En lo que llevamos de este siglo XXI, distintos historiadores han aportado sus conocimientos e investigaciones sobre el tema, arrojando luces muy potentes para entender cómo nació México en ese año de 1821, e interpretar en su justa dimensión la trascendencia de nuestros documentos fundacionales como el Plan de Iguala, los Tratados de Córdoba y el Acta de Independencia.
Sin embargo, a pesar de esos esfuerzos, hay quienes insisten en repetir mitos, calumnias o falsedades, ya sea por ignorancia o por la conveniencia de sostener una crónica del pasado que vaya acorde en el presente con un proyecto político en cuya fuerza motriz subyacen, el odio, la destrucción, el saqueo, la corrupción…

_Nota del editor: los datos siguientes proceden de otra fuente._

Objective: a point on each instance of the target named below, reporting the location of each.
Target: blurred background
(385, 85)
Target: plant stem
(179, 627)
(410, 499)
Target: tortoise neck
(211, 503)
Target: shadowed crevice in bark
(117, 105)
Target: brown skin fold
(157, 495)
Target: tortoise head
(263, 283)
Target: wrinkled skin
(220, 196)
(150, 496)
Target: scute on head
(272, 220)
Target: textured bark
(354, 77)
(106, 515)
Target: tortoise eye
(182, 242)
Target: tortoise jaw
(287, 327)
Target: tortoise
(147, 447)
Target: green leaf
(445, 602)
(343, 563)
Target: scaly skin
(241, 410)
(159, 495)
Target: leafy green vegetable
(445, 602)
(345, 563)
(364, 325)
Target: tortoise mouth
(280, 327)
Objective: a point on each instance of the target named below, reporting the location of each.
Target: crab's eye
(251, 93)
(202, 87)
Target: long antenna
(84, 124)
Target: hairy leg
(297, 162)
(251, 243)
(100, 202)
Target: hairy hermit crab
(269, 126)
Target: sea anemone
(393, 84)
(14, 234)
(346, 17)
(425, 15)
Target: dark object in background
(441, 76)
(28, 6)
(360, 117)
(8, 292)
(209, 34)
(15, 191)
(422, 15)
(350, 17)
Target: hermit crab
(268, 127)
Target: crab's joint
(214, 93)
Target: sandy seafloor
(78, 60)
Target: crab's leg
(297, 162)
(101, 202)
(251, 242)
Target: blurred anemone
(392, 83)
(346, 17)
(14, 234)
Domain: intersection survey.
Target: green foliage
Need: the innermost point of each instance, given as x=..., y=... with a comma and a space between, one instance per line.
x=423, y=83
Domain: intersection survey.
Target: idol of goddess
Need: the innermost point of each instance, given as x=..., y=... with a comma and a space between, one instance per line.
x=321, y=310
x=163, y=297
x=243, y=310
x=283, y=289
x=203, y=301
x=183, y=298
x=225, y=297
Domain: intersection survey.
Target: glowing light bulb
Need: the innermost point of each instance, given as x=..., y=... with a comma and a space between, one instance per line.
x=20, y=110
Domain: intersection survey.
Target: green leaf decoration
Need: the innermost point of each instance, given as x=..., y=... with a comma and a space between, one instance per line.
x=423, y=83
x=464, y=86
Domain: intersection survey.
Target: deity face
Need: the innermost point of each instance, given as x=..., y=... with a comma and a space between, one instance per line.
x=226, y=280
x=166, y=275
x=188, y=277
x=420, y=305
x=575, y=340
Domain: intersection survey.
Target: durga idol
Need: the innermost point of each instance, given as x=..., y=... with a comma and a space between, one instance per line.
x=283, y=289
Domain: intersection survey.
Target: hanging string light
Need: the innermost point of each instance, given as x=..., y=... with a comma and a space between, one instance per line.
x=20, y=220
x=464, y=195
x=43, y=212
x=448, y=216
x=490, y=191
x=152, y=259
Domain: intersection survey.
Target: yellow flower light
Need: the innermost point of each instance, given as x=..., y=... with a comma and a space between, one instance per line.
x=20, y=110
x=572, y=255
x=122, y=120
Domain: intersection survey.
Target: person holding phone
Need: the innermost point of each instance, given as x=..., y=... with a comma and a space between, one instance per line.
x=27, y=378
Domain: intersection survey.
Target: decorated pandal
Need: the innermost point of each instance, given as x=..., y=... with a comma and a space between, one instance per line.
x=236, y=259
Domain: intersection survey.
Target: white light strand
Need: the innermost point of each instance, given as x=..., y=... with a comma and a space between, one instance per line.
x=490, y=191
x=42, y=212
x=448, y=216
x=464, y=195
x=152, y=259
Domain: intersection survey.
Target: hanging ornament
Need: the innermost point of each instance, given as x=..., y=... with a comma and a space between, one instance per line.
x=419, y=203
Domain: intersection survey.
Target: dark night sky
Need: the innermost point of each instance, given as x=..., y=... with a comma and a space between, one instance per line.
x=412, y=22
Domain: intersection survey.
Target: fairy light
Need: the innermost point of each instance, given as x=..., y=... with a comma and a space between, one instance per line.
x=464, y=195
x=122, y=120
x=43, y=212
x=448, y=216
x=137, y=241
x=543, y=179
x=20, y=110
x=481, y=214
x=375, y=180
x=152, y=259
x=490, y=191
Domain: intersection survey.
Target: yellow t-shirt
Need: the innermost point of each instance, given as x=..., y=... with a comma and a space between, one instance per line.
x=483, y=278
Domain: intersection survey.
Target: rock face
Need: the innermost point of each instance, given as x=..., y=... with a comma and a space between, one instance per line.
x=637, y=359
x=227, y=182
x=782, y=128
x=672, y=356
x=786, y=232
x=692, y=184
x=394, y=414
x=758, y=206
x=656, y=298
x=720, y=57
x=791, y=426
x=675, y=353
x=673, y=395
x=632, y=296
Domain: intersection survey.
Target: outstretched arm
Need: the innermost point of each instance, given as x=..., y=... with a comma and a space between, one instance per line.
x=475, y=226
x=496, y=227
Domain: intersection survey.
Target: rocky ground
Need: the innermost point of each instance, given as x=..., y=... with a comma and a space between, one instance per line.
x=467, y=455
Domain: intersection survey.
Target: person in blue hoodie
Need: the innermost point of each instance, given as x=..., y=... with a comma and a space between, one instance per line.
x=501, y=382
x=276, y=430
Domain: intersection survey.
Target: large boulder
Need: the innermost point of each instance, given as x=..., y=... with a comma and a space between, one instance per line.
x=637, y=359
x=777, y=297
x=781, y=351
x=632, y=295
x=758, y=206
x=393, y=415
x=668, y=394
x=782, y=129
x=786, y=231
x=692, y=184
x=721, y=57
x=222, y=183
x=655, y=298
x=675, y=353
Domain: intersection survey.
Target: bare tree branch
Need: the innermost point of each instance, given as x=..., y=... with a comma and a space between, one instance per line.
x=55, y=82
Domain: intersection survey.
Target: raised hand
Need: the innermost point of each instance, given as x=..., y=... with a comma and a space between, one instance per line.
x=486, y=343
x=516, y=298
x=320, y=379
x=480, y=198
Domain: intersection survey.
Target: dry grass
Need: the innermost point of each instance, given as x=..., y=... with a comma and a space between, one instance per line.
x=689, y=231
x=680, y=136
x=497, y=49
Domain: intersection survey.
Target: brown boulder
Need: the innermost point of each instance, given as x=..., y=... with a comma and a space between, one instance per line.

Nos guste o no, México se independizó de la “vieja España” de acuerdo con las indicaciones establecidas en el llamado Plan de Independencia de la América Septentrional fechado en Iguala el 24 de febrero de 1821 y cuyo autor intelectual fue Agustín de Iturbide.
Fueron las ideas de Iturbide las que dieron origen, entre otras cosas, a la bandera nacional cuyos colores -verde, blanco y rojo- simbolizaron las tres garantías del nuevo Estado: la independencia, la religión y la unión de todos sus habitantes. Esta última garantía, este llamado a la “unión general” que hacía Iturbide, era (y es, como se escribió en el Plan) “la única base sólida en que pueda descansar nuestra común felicidad”.
La bandera con los colores en vertical y al centro un águila sobre un nopal con el color blanco de fondo fue adoptada por el gobierno de Iturbide.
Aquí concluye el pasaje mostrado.